Corrió con las llaves al dormitorio. Era una pieza de medianas
dimensiones. A un lado había una gran vitrina llena de figuras de santos; al
otro, un gran lecho, perfectamente limpio y protegido por una cubierta
acolchada confeccionada con trozos de seda de tamaño y color diferentes.

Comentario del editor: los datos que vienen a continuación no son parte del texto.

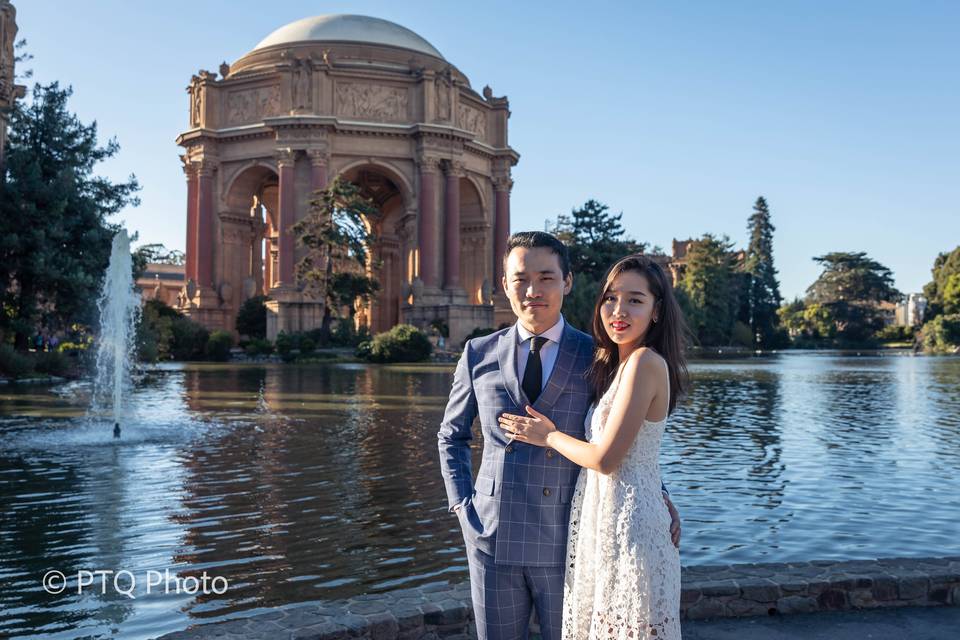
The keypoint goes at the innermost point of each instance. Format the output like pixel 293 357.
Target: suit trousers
pixel 504 595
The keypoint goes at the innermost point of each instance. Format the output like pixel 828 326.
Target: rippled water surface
pixel 307 483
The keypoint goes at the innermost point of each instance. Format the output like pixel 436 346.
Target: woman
pixel 623 570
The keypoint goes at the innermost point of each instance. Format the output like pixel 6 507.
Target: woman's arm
pixel 643 379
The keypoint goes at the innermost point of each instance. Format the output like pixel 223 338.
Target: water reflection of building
pixel 373 102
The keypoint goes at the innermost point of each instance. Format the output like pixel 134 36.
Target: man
pixel 515 516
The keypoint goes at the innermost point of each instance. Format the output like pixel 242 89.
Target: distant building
pixel 911 310
pixel 162 282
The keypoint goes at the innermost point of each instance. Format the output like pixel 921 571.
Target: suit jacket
pixel 518 509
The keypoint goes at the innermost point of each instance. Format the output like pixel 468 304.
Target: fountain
pixel 119 305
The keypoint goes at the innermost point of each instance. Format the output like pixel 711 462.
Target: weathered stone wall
pixel 444 611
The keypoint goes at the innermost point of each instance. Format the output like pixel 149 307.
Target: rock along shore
pixel 709 591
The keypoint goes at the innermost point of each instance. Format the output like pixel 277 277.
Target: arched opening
pixel 248 235
pixel 386 264
pixel 474 269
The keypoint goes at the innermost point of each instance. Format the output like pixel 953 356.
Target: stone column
pixel 501 225
pixel 427 222
pixel 204 236
pixel 285 217
pixel 191 250
pixel 319 160
pixel 451 253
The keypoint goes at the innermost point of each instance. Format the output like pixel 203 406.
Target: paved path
pixel 915 623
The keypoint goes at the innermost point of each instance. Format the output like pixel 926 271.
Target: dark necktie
pixel 533 374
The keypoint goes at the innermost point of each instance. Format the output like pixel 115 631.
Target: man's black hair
pixel 532 239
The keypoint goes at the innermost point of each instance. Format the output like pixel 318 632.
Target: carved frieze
pixel 366 101
pixel 253 105
pixel 473 120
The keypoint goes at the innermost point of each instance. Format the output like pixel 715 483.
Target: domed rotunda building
pixel 371 101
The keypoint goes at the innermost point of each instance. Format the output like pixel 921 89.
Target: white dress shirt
pixel 548 352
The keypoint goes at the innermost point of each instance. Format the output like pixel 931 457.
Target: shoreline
pixel 707 592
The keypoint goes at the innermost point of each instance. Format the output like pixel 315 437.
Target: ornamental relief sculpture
pixel 472 120
pixel 371 102
pixel 253 105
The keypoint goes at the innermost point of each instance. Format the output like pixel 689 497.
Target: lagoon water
pixel 305 483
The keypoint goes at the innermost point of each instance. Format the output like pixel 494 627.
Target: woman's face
pixel 628 308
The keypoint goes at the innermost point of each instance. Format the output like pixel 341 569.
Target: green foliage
pixel 595 239
pixel 711 288
pixel 763 289
pixel 188 339
pixel 942 334
pixel 335 234
pixel 259 347
pixel 741 335
pixel 13 363
pixel 54 363
pixel 284 344
pixel 252 317
pixel 347 287
pixel 439 325
pixel 403 343
pixel 943 291
pixel 218 345
pixel 578 305
pixel 477 333
pixel 851 287
pixel 54 235
pixel 154 254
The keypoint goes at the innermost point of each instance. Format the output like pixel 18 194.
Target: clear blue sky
pixel 844 115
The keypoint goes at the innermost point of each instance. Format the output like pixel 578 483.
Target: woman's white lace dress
pixel 623 572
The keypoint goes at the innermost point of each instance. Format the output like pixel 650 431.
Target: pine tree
pixel 54 234
pixel 764 290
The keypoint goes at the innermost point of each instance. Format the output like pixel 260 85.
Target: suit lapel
pixel 566 359
pixel 507 356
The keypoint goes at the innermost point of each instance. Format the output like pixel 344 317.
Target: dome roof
pixel 348 28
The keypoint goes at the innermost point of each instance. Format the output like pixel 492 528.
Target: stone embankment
pixel 444 611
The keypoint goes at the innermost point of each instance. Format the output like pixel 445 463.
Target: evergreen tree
pixel 54 235
pixel 337 239
pixel 764 290
pixel 595 239
pixel 710 289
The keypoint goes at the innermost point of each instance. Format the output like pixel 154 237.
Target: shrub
pixel 403 343
pixel 477 333
pixel 307 346
pixel 363 350
pixel 259 346
pixel 188 339
pixel 942 334
pixel 252 317
pixel 284 343
pixel 53 363
pixel 14 363
pixel 218 345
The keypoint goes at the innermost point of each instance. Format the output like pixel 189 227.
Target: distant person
pixel 515 516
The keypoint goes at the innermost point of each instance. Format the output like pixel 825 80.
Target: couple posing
pixel 595 553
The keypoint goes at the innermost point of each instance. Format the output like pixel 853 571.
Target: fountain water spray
pixel 119 305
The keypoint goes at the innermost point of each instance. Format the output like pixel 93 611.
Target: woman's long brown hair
pixel 667 336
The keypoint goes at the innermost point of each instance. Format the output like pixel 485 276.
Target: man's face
pixel 534 283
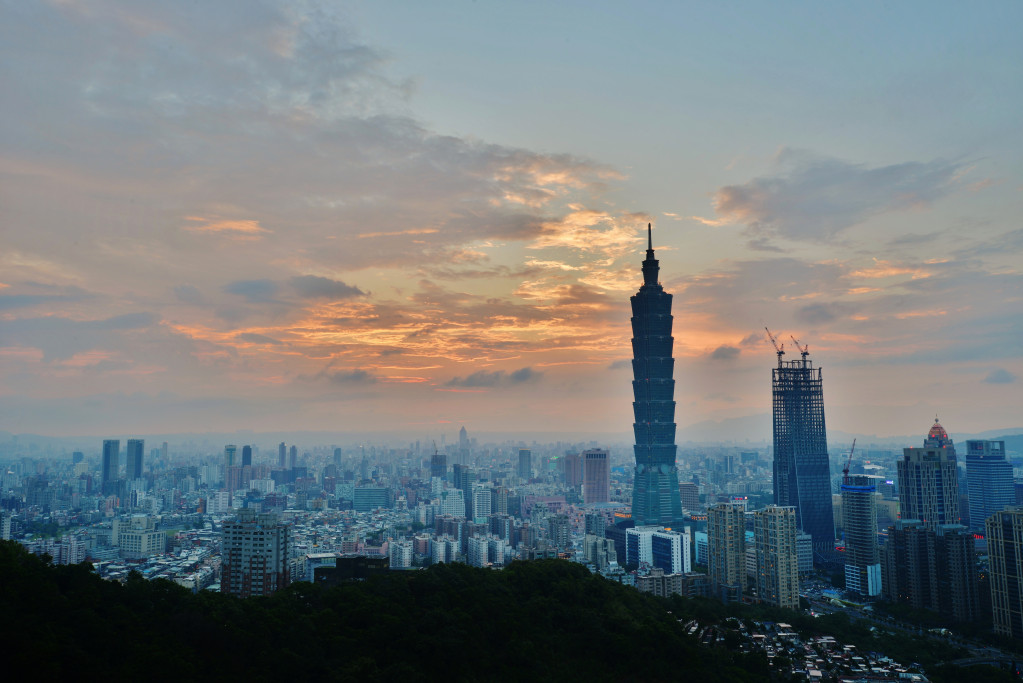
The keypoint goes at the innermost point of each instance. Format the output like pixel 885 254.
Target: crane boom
pixel 779 348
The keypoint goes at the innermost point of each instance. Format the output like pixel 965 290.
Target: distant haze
pixel 404 217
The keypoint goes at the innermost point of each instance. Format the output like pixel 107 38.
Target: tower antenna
pixel 845 470
pixel 779 348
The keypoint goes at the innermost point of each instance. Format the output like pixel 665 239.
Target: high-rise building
pixel 596 476
pixel 400 554
pixel 989 481
pixel 464 479
pixel 656 498
pixel 230 456
pixel 463 454
pixel 690 493
pixel 670 551
pixel 110 465
pixel 928 481
pixel 931 568
pixel 802 472
pixel 777 562
pixel 438 465
pixel 136 447
pixel 571 467
pixel 638 545
pixel 255 554
pixel 525 463
pixel 594 524
pixel 1005 550
pixel 859 521
pixel 726 550
pixel 482 501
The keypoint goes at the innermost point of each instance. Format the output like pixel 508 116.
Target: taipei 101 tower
pixel 656 498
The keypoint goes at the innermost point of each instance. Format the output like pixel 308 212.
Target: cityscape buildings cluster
pixel 739 524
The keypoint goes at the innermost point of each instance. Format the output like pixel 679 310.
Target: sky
pixel 408 217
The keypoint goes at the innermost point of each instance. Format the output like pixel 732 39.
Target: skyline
pixel 293 216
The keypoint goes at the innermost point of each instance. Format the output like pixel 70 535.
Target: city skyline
pixel 304 217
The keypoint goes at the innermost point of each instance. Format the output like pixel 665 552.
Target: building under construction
pixel 802 471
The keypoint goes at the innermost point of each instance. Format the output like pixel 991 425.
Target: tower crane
pixel 779 348
pixel 803 351
pixel 845 470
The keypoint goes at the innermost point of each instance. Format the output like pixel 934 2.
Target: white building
pixel 478 551
pixel 400 553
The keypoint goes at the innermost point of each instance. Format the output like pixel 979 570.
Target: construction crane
pixel 845 470
pixel 779 348
pixel 803 351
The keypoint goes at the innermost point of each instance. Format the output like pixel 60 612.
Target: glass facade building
pixel 989 481
pixel 802 470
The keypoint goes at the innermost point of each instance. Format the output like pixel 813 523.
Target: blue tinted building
pixel 989 481
pixel 656 498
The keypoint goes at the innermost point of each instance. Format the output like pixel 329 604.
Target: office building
pixel 230 456
pixel 138 538
pixel 656 498
pixel 777 563
pixel 525 464
pixel 110 469
pixel 400 554
pixel 596 476
pixel 726 550
pixel 670 551
pixel 438 465
pixel 464 479
pixel 859 522
pixel 1005 550
pixel 369 498
pixel 637 545
pixel 571 469
pixel 255 554
pixel 136 447
pixel 802 472
pixel 463 456
pixel 989 481
pixel 595 524
pixel 928 481
pixel 931 568
pixel 690 493
pixel 482 502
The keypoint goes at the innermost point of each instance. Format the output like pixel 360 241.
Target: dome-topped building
pixel 937 437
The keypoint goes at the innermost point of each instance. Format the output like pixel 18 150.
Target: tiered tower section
pixel 656 498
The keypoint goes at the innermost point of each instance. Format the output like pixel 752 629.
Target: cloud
pixel 356 376
pixel 257 291
pixel 724 353
pixel 815 314
pixel 254 337
pixel 814 198
pixel 999 376
pixel 313 286
pixel 187 293
pixel 482 378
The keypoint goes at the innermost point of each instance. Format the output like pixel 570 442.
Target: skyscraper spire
pixel 651 267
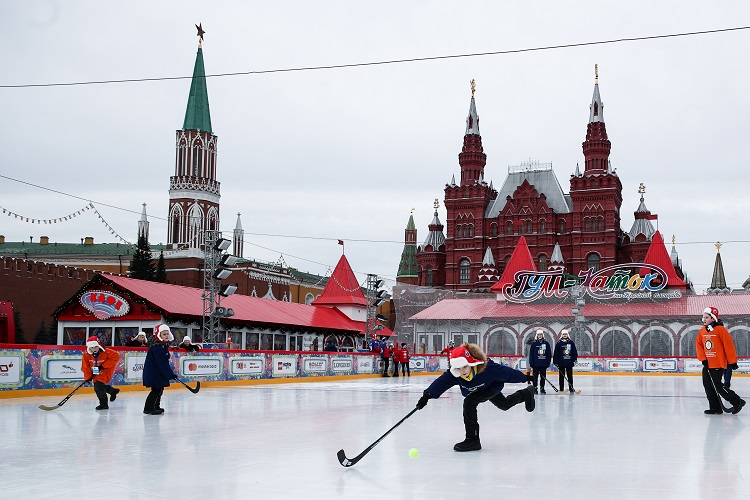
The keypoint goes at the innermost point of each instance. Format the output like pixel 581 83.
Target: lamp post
pixel 215 269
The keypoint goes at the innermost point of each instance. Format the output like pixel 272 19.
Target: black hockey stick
pixel 346 462
pixel 547 380
pixel 58 405
pixel 194 391
pixel 718 395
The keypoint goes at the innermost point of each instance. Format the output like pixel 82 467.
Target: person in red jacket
pixel 715 349
pixel 98 364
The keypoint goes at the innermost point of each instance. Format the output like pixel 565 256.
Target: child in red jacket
pixel 98 364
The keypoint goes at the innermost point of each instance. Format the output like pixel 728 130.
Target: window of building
pixel 464 272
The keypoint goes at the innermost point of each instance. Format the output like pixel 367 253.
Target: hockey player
pixel 480 380
pixel 715 348
pixel 540 357
pixel 564 358
pixel 98 364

Adosada a otra pared había una cómoda. Al acercarse a ella le ocurrió algo
extraño: apenas empezó a probar las llaves para intentar abrir los cajones
experimentó una sacudida. La tentación de dejarlo todo y marcharse le asaltó
de súbito. Pero estas vacilaciones sólo duraron unos instantes. Era demasiado
tarde para retroceder. Y cuando sonreía, extrañado de haber tenido semejante
ocurrencia, otro pensamiento, una idea realmente inquietante, se apoderó de su
imaginación. Se dijo que acaso la vieja no hubiese muerto, que tal vez
volviese en sí…Dejó las llaves y la cómoda y corrió hacia el cuerpo yaciente.
Cogió el hacha, la levantó…, pero no llegó a dejarla caer: era indudable que la
vieja estaba muerta.
Se inclinó sobre el cadáver para examinarlo de cerca y observó que tenía el
cráneo abierto. Iba a tocarlo con el dedo, pero cambió de opinión: esta prueba
era innecesaria.
Sobre el entarimado se había formado un charco de sangre. En esto,
Raskolnikof vio un cordón en el cuello de la vieja y empezó a tirar de él; pero
era demasiado resistente y no se rompía. Además, estaba resbaladizo,
impregnado de sangre…Intentó sacarlo por la cabeza de la víctima; tampoco
lo consiguió: se enganchaba en alguna parte. Perdiendo la paciencia, pensó
utilizar el hacha: partiría el cordón descargando un hachazo sobre el cadáver.
Pero no se decidió a cometer esta atrocidad. Al fin, tras dos minutos de
tanteos, logró cortarlo, manchándose las manos de sangre pero sin tocar el
cuerpo de la muerta. Un instante después, el cordón estaba en sus manos.
Como había supuesto, era una bolsita lo que pendía del cuello de la vieja.
También colgaban del cordón una medallita esmaltada y dos cruces, una de
madera de ciprés y otra de cobre. La bolsita era de piel de camello; rezumaba
grasa y estaba repleta de dinero. Raskolnikof se la guardó en el bolsillo sin
abrirla. Arrojó las cruces sobre el cuerpo de la vieja y, esta vez cogiendo el
hacha, volvió precipitadamente al dormitorio.